Professor Lizzie Kendon leads a team of scientists at the Met Office Hadley Centre (based at Bristol University) using very high-resolution (kilometre-scale) models to study climate change, with a focus on gaining a better understanding of extremes and their future change. Her work has been pioneering in the field of convection-permitting climate modelling, with high-profile papers in Nature Climate Change and Nature Comms. She recently led work delivering the first national climate scenarios at convection-permitting scale, under the UKCP project. Lizzie also has a joint position as Professor in the Faculty of Science at Bristol University, exploiting new high-resolution climate projections for impacts modelling and user applications.
Murray Dale is a Technical Director at JBA Consulting. He has worked in water and hydrometeorology for nearly 30 years and has been involved in climate change impacts on rainfall since 1999. A Chartered Meteorologist, he is keen to help the water industry and flood risk community understand the impacts of changing rainfall in the future. Murray led JBA’s involvement in Future Drainage and was responsible for the development of the user guidance.

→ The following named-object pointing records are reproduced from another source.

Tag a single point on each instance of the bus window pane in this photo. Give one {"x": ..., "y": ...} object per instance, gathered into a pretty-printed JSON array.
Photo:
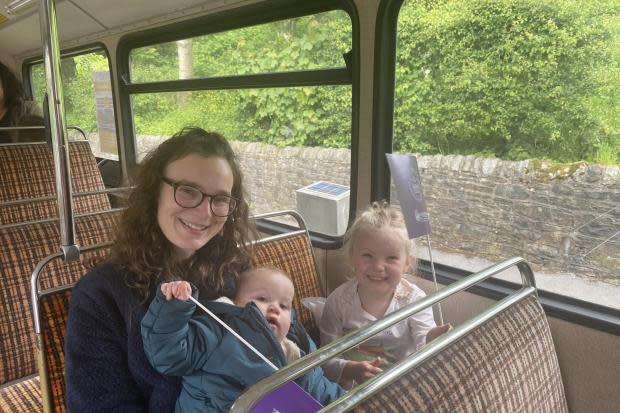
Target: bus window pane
[
  {"x": 312, "y": 42},
  {"x": 88, "y": 99},
  {"x": 286, "y": 138},
  {"x": 511, "y": 107}
]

Dr Xiaodong Ming is a postdoctoral research associate in flood risk assessment at the School of Architecture, Building, and Civil Engineering, based at Loughborough University. He graduated from Newcastle University with a PhD degree in 2019. His research focuses on hydrodynamic modelling, flood forecasting, and flood risk assessment. He has been working on the development of a high-performance hydrodynamic model system. He recently developed a multi-hazard risk assessment framework for compound flooding and a real-time flood forecasting system based on the hydrodynamic model.